Abstract

Background: Hypertensive emergency (HTNE) is a subtype of hypertensive crisis. In contrast to hypertensive urgency (HTNU), which is a severely elevated BP without acute target organ damage (TOD), HTNE presents with the equally high BP in the presence of potentially life-threatening acute TOD such as myocardial infarction, stroke, pulmonary edema and acute kidney injury. Knowledge on risk factors of HTNE may be used in clinical decision-making to differentiate between HTNE and HTNU in patients presenting with markedly high BP. Method: A search of 4 databases (MEDLINE, Cochrane Database of Systematic Reviews, Web of Science, and CINAHL), 7 grey literature sites and relevant organizational websites revealed 11,387 titles. After duplicates were removed, 9,183 studies were screened by the title and abstract for eligibility. Forty full-text articles were retrieved, and each was assessed for eligibility. Fourteen full-text studies that included 10,376 participants were critically appraised and included in this review. The extracted data were pooled to meta-analysis, where HTNU patients (BP ≥180/110 mmHg without acute TOD) were compared to HTNE patients (BP ≥180/110 mmHg with acute TOD) based on several modifiable and non-modifiable risk factors.

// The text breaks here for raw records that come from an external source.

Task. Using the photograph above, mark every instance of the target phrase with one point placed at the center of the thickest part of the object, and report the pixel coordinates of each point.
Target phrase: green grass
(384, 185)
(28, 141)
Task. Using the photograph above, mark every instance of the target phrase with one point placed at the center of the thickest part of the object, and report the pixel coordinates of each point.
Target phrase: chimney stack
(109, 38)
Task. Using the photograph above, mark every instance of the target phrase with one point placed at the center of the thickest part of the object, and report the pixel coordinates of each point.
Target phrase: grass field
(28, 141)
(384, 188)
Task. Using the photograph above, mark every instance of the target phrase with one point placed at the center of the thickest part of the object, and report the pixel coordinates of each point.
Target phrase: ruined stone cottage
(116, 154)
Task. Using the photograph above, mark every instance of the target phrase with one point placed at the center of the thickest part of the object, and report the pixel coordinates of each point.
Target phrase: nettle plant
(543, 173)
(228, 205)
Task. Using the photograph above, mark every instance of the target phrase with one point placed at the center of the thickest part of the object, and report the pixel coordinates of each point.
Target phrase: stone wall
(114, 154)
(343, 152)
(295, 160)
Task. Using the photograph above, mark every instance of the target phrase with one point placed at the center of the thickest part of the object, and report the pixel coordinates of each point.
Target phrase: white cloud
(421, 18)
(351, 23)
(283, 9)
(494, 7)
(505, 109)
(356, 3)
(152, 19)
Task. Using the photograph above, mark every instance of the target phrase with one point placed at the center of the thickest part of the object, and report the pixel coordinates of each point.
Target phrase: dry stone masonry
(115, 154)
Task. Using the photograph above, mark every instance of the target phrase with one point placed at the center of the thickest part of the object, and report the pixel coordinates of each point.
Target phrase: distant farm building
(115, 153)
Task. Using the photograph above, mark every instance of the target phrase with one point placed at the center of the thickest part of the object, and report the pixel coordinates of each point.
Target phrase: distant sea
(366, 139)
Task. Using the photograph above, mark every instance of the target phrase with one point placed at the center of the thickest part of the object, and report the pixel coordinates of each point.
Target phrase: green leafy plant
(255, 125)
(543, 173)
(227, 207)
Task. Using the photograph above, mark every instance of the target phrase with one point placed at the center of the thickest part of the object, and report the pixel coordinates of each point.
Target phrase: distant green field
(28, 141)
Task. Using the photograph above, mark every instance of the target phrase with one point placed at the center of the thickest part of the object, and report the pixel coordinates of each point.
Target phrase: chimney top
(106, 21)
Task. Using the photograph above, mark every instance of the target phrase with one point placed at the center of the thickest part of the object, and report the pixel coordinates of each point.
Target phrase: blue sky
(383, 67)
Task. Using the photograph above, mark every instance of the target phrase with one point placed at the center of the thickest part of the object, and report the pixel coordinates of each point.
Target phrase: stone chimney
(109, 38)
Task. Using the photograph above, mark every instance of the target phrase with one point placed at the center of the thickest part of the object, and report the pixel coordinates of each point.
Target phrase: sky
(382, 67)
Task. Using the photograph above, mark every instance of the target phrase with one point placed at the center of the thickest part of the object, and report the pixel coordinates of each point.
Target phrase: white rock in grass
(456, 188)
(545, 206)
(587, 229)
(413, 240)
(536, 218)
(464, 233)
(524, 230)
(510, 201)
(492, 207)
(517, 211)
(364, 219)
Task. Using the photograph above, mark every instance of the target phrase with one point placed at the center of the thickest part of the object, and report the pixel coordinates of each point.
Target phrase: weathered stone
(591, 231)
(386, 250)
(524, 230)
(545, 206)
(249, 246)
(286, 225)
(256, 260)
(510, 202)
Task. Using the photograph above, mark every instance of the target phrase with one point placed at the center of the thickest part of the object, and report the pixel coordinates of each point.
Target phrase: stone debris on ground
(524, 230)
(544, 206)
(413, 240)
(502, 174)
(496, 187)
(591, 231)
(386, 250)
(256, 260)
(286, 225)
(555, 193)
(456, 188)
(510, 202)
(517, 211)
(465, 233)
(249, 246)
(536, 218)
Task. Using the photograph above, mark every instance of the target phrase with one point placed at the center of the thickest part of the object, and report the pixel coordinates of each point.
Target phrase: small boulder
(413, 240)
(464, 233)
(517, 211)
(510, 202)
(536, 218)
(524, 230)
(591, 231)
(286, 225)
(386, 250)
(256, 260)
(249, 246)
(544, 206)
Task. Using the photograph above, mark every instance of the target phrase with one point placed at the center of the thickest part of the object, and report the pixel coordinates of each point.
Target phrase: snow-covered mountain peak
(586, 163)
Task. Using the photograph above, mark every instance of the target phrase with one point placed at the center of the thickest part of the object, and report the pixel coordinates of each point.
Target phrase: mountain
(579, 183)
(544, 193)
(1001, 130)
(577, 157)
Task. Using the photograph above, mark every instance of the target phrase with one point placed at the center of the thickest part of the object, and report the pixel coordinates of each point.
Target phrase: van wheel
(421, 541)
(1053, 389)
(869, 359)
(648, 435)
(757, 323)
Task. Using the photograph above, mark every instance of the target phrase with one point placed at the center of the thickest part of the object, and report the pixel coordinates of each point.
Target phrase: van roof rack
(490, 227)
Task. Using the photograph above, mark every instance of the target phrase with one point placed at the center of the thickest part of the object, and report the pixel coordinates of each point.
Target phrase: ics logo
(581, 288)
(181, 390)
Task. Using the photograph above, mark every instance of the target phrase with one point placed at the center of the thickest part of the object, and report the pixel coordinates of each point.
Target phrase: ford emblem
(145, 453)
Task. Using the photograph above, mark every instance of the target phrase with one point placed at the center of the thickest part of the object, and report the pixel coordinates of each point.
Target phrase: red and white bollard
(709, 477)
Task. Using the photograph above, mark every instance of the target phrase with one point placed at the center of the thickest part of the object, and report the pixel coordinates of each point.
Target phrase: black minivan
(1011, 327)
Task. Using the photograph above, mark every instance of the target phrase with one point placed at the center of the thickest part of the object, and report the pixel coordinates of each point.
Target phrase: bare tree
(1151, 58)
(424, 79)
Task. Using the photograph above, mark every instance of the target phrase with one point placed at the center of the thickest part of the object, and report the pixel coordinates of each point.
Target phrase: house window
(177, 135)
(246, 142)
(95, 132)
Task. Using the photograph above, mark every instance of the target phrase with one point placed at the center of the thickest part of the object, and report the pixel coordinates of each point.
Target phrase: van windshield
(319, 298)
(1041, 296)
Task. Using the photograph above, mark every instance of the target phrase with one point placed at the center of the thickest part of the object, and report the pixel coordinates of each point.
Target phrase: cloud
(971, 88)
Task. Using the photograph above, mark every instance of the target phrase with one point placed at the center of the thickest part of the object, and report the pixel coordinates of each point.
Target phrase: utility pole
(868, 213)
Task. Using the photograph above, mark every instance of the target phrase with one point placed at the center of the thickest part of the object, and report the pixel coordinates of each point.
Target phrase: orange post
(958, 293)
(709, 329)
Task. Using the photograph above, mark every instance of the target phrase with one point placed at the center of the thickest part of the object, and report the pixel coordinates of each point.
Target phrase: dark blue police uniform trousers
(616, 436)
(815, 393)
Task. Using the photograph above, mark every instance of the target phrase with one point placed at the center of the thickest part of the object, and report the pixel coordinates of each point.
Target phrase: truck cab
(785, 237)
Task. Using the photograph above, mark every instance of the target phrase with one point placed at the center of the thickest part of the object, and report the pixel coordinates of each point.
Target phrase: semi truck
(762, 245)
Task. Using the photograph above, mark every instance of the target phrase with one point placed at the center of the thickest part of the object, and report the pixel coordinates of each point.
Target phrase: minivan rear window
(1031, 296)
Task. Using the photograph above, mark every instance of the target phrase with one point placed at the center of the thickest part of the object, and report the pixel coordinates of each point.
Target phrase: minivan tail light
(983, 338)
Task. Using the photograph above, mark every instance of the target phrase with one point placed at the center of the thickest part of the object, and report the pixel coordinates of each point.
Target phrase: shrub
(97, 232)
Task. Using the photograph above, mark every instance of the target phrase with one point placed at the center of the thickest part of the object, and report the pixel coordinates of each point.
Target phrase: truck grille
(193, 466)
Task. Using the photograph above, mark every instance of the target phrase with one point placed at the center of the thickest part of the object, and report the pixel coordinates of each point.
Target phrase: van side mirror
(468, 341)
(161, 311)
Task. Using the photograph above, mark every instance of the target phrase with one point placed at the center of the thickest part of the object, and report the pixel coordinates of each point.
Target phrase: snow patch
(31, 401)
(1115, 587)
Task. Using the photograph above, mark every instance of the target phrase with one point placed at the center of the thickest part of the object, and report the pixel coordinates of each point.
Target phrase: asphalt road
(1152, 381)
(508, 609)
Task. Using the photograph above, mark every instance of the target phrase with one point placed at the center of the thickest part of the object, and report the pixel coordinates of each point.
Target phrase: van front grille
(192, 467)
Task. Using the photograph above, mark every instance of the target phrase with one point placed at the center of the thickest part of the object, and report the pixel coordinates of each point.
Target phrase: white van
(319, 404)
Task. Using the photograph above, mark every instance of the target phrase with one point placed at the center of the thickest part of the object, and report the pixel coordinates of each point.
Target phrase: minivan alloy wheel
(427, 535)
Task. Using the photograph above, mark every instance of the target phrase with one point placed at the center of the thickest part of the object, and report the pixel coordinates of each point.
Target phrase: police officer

Results: Patients with HTNE had higher mean systolic (MD 2.413, 95% CI 0.477,4.350) and diastolic BP (MD 2.043, 95% CI 0.624,3.461) compared to patients with HTNU. HTNE were more common in men (OR 1.390, 95% CI 1.207,1.601), older patients (mean diff 5.282, 95% CI 3.229, 7.335). Diabetes (OR 1.723, 95% CI 1.485, 2.000), hyperlipidemia (OR 2.028, 95% CI 1.642, 2.505), and chronic kidney disease (OR 2.448, 95% CI 1.169, 5.124) increased the risk of HTNE. Non-adherence to antihypertensives (OR 0.939, 95% CI 0.647,1.363) and HTN diagnosis unawareness (OR 0.807, 95% CI 0.564, 1.154) did not change the odds of HTNE. Conclusion: Systolic and diastolic BP are marginally higher in patients with HTNE compared to patients with HTNU. Since these differences are small and not clinically significant, clinicians should rely on other symptoms and signs to differentiate between HTNU and HTNE. Measures to prevent and treat cardiometabolic comorbidities should be implemented in order to mitigate the risk of HTNE.